As a child, my summer vacations were spent visiting a grandfather who lived alone on his peaceful estate on the water. My mom didn’t look forward to it one bit ‑ she worried about his lack of cleanliness, his independence, his profanity, even his snoring. She always spent the first day scrubbing the shower stall we would use.
It was the only situation where I could see a dramatic contrast to her worrying. “Pop” worried about nothing (as far as I could see). He had a big bag of Oreos ready for me when we got there. "What the hell?" he’d say when I raided his pantry. He was confident, involved in his work and his hobbies, and he endured no foolishness. He liked good whiskey, good food, mouthy women. He felt like a big, craggy boulder, rooted firmly in the middle of the river of my parents’ young adult worries. I spent most of the time in his very messy wood shop, being taught how to carve on a lathe.
What a host of feelings rise up in me as I write on this topic: worry was so pervasive in my mom that she considered it a moral imperative. My dad reacted by dreaming of ideal vocations, ideal getaways, and (I later learned) ideal women.

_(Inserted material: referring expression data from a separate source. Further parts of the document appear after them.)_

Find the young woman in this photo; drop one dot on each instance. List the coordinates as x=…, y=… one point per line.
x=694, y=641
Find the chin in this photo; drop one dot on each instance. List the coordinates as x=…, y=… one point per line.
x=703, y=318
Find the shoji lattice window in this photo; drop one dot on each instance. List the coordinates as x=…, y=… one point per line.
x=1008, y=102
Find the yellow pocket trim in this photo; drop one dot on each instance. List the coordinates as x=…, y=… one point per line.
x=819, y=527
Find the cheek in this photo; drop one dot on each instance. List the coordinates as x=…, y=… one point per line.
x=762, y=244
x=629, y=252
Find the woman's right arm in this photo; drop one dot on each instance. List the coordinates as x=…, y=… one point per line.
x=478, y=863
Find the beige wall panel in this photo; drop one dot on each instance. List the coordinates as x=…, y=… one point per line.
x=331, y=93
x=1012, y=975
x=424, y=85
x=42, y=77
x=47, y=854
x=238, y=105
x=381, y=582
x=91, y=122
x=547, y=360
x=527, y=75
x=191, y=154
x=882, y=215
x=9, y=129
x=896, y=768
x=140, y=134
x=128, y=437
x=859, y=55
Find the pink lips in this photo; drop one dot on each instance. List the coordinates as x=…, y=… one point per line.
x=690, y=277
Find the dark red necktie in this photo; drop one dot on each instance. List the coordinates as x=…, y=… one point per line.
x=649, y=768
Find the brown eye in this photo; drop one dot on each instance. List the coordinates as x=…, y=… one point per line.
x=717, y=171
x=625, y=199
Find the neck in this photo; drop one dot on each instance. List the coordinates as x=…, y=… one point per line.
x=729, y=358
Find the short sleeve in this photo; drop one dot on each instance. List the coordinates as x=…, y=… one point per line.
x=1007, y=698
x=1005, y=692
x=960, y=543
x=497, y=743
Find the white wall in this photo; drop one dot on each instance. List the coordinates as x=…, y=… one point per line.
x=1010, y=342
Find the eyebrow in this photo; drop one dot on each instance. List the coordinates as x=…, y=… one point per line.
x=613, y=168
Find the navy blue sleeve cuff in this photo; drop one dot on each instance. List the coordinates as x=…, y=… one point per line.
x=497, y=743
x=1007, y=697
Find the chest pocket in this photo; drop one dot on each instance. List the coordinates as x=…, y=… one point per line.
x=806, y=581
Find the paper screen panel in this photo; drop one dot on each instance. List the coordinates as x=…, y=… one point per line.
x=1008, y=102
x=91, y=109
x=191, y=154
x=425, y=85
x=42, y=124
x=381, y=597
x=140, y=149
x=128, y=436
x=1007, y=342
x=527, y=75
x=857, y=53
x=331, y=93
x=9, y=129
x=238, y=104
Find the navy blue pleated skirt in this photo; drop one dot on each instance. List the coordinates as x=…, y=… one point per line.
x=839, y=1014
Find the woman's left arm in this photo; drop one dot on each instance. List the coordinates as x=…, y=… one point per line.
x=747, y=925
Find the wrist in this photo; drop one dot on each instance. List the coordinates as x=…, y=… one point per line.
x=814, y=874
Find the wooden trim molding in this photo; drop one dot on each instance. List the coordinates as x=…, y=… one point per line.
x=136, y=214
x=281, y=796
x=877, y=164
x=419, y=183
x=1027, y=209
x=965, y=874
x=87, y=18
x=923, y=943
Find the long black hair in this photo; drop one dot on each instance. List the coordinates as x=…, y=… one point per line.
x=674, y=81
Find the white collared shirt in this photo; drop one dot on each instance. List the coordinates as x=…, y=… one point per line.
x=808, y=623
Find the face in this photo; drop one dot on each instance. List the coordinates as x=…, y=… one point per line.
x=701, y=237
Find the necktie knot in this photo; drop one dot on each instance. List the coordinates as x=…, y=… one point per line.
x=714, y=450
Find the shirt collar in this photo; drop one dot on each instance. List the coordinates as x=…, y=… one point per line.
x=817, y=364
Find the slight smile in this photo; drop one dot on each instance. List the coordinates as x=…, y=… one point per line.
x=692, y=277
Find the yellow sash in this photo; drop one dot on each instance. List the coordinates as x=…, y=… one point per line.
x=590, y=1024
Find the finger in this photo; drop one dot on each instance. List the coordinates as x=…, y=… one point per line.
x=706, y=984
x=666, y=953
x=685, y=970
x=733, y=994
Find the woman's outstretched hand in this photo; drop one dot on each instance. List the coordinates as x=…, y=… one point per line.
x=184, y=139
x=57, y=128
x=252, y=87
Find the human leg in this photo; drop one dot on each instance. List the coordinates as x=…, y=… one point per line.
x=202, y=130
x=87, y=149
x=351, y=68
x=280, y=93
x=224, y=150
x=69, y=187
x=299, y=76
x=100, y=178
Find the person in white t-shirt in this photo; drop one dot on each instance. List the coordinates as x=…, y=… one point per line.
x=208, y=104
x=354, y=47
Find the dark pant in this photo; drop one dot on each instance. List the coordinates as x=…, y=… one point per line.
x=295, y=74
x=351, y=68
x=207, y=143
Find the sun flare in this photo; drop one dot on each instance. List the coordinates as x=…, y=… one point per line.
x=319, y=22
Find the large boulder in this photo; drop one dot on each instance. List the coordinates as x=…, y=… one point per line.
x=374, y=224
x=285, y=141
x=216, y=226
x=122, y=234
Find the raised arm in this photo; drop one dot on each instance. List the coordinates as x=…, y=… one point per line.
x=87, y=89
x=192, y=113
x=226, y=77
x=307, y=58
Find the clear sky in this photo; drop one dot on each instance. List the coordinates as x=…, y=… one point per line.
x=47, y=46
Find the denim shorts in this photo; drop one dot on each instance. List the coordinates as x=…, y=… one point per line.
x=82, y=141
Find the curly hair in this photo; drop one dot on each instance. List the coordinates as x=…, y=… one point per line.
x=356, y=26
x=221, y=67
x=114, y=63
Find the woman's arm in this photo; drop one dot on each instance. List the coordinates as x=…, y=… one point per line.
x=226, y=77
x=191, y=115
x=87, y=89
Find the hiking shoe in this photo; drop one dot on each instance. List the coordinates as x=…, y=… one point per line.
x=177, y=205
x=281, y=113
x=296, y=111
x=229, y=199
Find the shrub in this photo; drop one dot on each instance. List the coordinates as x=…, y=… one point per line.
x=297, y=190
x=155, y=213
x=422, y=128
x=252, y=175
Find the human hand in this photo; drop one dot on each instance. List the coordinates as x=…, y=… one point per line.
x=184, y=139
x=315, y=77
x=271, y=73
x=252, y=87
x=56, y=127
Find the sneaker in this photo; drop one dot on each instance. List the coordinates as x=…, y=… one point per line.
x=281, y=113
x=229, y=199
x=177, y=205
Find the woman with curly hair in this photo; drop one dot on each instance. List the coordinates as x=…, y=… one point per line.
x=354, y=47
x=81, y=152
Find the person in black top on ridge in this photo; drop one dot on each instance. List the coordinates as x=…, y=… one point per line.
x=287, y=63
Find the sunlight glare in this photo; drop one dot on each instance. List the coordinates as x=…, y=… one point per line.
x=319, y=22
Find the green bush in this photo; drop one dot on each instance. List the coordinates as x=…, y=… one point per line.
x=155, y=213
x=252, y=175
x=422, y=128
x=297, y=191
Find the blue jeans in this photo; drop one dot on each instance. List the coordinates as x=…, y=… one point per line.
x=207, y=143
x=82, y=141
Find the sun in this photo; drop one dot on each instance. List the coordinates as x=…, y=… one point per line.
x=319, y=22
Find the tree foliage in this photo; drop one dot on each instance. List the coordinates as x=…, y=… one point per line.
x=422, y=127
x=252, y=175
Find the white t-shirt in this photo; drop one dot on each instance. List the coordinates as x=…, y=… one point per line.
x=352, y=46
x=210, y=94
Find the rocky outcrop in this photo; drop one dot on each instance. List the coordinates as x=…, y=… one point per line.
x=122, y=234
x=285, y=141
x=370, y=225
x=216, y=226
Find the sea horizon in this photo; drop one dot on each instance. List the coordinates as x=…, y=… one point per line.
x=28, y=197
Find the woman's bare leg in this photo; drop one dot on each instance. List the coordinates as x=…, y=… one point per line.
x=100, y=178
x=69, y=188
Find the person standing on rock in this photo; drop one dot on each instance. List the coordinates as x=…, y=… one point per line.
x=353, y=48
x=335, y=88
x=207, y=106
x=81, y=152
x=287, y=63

It took me years to get free of the two extremes; I did crazy things trying to blast free from the twin devils of worry and fantasizing I had inherited.
Finding the right balance of sensible caution and spontaneity is difficult for most of us; how can I hope to say anything useful when half the self‑help books are already about worry?
I’m helpless. I can’t see you but I desire faith, not fear, for us both. I pray we both take a step back, don’t jump to conclusions and yet don’t withdraw into some little cave in our hearts. I hope we can remember that we don’t really need everyone to like us or be like us. I believe we can live with imperfection within and without, can be grateful, and can relax.
This entire website is, you have guessed by now, the best gift I've been able to craft for all the seekers who may find their ways here.
Do not worry about your life, what you will eat or what you will drink or what you will wear. Is not life more than food, and the body more than clothing? Can any of you by worrying add a single hour to your span of life? Do not worry about tomorrow, for tomorrow will bring worries of its own. Today’s trouble is enough for today.